Terkait hal ini, haruslah diakui, ada masalah ketika indoktrinasi dogmatis yang
membunuh intelek juga ternyata ‘mengatasnamakan diri’ sebagai sastra, semisal
karya-karya dan pernak-pernik budaya pop yang mencamtumkan diri dengan label
‘Islami’, yang secara estetik dan artistik acapkali tak memenuhi ‘syarat’ untuk
disebut karya sastra, yang malah sama saja melakukan pola dan laku teologi
devian.
Penting
untuk dipahami dan dimengerti, karya sastra menjadi unik karena merayakan
konotasi, ambivalensi, dan polifoni demi menghidupkan watak simbolik sastra itu
sendiri dengan mengoptimalkan metafor, alegori, personifikasi, hiperbola,
ironi, dan lain sebagainya? Bukankah sastra menjadi unik karena terus-menerus
bersimpati pada ironi dan subjektivitas bukannya objektivitas? Dan karena sifat
dan lakunya yang demikian itulah, sastra mengajarkan sikap terbuka dan mempraktikkan
polah dan laku yang toleran bagi para pembacanya.
Juga
sebagaimana kita ketahui bersama bahwa sastra yang melukiskan segi-segi umum
dan kebanyakan hanya akan berujung pada kegagalan etos dan watak sastra itu
sendiri. Ia tak ubahnya ilmu sosial. Sastra menjadi hidup justru karena
menghidupkan polisemi kata, memaksimalkan konotasi, dan menggalakkan ironi, dan
tentu saja tidak hanya menciptakan kebaruan makna referensial, tetapi juga
makna tekstual. Dalam hal ini, fungsi bahasa bukan hanya untuk menjelaskan,
tetapi juga untuk menyembunyikan. Sastra menjadi unik bukan karena
verbalisme-nya, melainkan karena kelihaiannya untuk menyembunyikan makna.

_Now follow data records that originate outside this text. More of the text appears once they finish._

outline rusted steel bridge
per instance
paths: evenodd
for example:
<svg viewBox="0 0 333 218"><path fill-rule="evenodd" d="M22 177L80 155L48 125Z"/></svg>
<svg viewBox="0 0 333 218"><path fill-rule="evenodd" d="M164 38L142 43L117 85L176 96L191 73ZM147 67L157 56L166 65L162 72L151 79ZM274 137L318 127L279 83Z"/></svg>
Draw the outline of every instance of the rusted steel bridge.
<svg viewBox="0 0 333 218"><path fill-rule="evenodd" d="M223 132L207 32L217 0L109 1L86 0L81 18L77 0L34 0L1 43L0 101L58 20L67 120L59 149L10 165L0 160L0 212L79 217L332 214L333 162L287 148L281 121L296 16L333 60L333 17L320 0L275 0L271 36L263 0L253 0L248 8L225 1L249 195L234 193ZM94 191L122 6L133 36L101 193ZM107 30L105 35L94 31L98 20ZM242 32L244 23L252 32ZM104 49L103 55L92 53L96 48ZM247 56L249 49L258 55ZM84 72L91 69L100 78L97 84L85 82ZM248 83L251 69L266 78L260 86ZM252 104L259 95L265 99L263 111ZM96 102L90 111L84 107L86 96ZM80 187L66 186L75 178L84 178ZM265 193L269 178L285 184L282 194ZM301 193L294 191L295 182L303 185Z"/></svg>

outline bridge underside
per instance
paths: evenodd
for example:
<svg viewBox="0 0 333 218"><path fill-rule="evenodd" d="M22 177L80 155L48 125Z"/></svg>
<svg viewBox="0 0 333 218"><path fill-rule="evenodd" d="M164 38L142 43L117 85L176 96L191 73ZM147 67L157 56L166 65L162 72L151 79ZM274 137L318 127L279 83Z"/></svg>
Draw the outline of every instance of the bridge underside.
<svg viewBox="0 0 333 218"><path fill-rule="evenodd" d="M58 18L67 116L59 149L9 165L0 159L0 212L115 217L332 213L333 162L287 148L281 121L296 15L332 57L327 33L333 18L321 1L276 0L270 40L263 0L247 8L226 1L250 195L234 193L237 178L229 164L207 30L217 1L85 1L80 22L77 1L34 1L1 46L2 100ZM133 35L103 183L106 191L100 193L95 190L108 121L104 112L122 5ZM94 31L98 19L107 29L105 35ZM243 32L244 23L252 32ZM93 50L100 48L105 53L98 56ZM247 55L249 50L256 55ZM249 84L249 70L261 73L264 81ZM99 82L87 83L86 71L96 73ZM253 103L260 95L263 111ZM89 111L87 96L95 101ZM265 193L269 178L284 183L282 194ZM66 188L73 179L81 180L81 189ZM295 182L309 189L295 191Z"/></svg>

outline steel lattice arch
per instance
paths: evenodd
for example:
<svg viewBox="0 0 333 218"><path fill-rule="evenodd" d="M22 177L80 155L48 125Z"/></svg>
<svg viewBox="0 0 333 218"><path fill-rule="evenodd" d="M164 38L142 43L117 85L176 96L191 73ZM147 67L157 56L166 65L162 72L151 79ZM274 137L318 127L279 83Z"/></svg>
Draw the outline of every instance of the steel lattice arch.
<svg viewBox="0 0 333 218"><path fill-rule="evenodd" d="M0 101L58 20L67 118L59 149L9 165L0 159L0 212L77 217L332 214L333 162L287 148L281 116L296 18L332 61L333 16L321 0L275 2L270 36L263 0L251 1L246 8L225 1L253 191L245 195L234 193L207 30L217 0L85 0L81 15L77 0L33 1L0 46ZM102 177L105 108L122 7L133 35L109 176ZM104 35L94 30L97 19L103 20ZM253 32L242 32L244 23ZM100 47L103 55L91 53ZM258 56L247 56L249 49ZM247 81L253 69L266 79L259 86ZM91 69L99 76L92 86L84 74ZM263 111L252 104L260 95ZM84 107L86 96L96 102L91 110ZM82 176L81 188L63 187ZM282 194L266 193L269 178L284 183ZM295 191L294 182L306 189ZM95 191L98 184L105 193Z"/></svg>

Umberto Eco akan menyebutnya sebagai Opera Aperta atau The Open Work (karya
terbuka), di mana suatu teks sastra menjadi kaya dan unik karena teks tersebut
menciptakan suatu dunia, suasana, dan peristiwa yang bisa ditafsirkan secara
bebas (heterogen) oleh pembacanya dan lebih informatif ketimbang traktat sains.
Sementara
pada tingkatan yang lebih ekstrem, Jacques Derrida menyebutnya sebagai
disseminasi, penyebaran keragaman penerimaan (pembacaan), penafsiran, dan
pemaknaan, di mana makna tidak selalu berkaitan dengan referensi, nilai dan
keyakinan metafisis, penanda transendental dan rujukan moral, tetapi oleh kumungkinan
jalinan kata dan bahasa dalam teks itu sendiri. Dengan demikian citra dalam
sastra selalu bersifat simbolik, seringkali menerobos formalisme bahasa dan
menjadikannya sebagai ekspressi yang personal. Milan Kundera akan menyebutnya
dengan polifoni-teks. Laku dan polah simbolik sastra itulah yang memungkinkan
sastra bersifat universal, menjadi perekat keragaman, bahasa bersama dalam
perbedaan: MENJADI BAHASA PERDAMAIAN ummat manusia.
*Lahir
di Kragilan, Kabupaten Serang, Provinsi Banten dari keluarga petani bersahaja.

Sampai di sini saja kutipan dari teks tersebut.